Les forces de l’ordre ont agi dès 6 heures du matin. Elles visaient des acheteurs sur des sites comme AliExpress ou Shein. Auparavant, des enquêtes pointaient déjà ces plateformes pour vente illégale de tels objets. Cette opération révèle une traçabilité accrue des commandes en ligne. Par le passé, les autorités signalaient sporadiquement ces interceptions douanières. Aujourd’hui, les investigations numériques permettent des coups de filet coordonnés par le parquet de Paris.
À Toulon, dans le Var, l’individu a été auditionné au commissariat. La perquisition n’a pas révélé la poupée ni d’éléments compromettants immédiats. Ainsi, la garde à vue a été levée rapidement, comme pour d’autres cas similaires à Verdun ou Roanne. Les suspects, âgés de 20 à 70 ans, incluent des profils variés. Un tiers possède déjà un casier pour pédocriminalité. Chez certains, les saisies ont mis au jour des images ou vidéos pédopornographiques, voire générées par IA.

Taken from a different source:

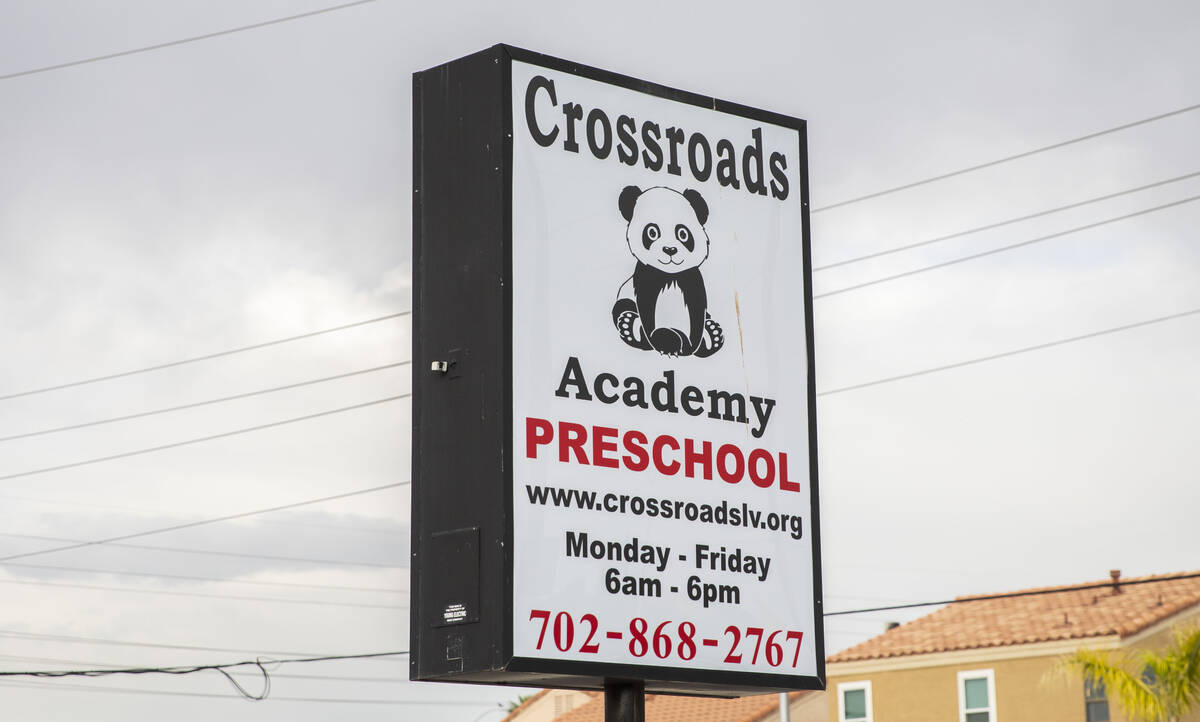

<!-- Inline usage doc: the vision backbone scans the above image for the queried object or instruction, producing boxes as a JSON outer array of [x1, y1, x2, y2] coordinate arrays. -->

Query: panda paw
[[616, 310, 647, 349], [694, 317, 725, 358]]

Cette affaire interroge la régulation des ventes en ligne transfrontalières. Les poupées reproduisent l’apparence d’enfants, avec orifices sexuels. Les parquets poursuivent pour détention d’images de mineurs ou corruption de mineurs non dénudés. L’opération mobilise l’Office des mineurs de la police judiciaire. Elle souligne une vigilance renforcée face à ces objets légaux dans certains pays, mais prohibés en France.